Historic houses reflect lives well lived

Although I am a great admirer of Edward Hopper’s work, I had never been to his birthplace, a historic house located in Nyack. However, with a Facebook nudge from artist Andrea Kantrowitz, I headed across the bridge to Rockland on a recent Sunday to see “Edward Hopper Reimagined” a group exhibition commemorating the 40th anniversary of the art center, www.yearofedwardhopper.com. The tiny place was packed.
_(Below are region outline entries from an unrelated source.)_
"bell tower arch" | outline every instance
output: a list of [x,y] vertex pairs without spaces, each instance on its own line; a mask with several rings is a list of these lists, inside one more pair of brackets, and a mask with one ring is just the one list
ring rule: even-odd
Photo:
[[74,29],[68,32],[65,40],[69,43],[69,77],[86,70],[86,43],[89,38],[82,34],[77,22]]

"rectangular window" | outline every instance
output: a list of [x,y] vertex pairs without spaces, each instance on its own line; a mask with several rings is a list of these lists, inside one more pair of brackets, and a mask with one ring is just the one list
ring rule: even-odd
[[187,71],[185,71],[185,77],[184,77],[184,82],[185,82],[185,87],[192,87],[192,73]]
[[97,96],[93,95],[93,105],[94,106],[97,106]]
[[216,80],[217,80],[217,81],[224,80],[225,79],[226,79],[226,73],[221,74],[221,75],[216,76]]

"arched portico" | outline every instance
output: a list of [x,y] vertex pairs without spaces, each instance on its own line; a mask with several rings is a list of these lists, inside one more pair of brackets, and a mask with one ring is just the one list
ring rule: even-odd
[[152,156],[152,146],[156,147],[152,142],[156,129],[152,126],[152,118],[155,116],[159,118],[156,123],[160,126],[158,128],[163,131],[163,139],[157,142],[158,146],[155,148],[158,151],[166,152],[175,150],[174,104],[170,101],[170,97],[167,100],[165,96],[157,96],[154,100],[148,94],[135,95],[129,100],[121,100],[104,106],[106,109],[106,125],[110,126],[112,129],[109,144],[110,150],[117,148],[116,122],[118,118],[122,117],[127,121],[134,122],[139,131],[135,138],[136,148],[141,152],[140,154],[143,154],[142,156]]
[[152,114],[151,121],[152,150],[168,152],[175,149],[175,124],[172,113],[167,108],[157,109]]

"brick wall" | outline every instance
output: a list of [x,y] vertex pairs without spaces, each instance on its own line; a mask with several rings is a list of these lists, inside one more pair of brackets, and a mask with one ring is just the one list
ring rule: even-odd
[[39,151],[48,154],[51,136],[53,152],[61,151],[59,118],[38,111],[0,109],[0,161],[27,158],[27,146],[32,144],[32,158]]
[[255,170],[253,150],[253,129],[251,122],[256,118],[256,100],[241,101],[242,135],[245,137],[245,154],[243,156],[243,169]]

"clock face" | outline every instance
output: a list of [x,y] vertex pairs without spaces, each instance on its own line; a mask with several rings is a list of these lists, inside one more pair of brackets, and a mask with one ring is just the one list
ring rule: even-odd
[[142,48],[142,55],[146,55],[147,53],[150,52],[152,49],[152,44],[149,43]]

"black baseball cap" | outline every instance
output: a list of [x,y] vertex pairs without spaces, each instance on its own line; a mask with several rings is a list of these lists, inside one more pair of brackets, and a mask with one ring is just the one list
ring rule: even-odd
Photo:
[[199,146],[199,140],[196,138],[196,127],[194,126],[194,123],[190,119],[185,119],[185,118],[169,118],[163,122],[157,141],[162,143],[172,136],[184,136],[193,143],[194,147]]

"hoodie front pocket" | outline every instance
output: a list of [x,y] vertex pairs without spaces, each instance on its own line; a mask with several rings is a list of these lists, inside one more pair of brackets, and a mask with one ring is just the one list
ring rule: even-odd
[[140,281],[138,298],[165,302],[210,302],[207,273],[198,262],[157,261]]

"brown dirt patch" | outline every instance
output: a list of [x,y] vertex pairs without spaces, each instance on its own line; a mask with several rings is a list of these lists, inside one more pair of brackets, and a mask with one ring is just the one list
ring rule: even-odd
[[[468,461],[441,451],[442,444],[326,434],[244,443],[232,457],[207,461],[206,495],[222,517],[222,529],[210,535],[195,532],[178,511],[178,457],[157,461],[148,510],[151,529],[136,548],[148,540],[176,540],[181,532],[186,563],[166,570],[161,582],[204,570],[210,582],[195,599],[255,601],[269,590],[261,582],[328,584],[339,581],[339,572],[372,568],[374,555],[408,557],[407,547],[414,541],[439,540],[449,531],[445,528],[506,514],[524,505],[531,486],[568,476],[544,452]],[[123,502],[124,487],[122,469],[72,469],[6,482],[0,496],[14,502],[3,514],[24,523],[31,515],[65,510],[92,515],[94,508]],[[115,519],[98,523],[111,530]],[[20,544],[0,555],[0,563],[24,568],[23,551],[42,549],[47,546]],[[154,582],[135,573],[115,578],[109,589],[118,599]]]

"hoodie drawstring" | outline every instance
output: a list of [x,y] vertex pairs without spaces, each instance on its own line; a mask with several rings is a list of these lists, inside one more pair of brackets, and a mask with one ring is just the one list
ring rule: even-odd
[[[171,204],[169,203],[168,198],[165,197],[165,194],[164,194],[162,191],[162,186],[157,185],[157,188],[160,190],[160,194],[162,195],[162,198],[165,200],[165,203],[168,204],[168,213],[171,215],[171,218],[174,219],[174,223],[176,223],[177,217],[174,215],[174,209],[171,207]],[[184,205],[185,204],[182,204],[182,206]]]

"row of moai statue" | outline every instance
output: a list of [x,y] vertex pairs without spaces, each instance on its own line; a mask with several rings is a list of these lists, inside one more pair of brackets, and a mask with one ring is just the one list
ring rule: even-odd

“Those are my feet,” Andrea told me referring to the dominant image in her Hopper-inspired work. Many different images of ordinary life surround the distinctively wide, but certainly grounded feet. “Life is made up of fleeting moments that don’t necessarily connect,” she explains. These she has woven together in one painting – a semblance of her own reality. Like Hopper, she has bathed these quiet moments with light. Kantrowitz, who has an MFA from Yale and shows at Kenise Barnes Gallery in Larchmont (www.kenisebarnesfineart.com), is one of twenty-seven artists invited by curator Carole Perry to contemplate the influence of Edward Hopper on their work. In a room adjacent to the “reimagined” Hoppers is another room filled with Hopper family photographs and memorabilia, one of which is a bicycle that we can imagine Hopper riding through the hilly terrain of scenic Nyack memorizing light infused images of quiet moments. The Edward Hopper House is just one of many gems in our region…houses worth a visit such as the Horace Greeley House in Chappaqua (www.newcastlehistoricalsociety.org), the John Jay Homestead in Bedford (www.johnjayhomestead.org), and the home of composer Aaron Copeland (www.coplandhouse.org). These houses speak of the quiet moments in lives well lived.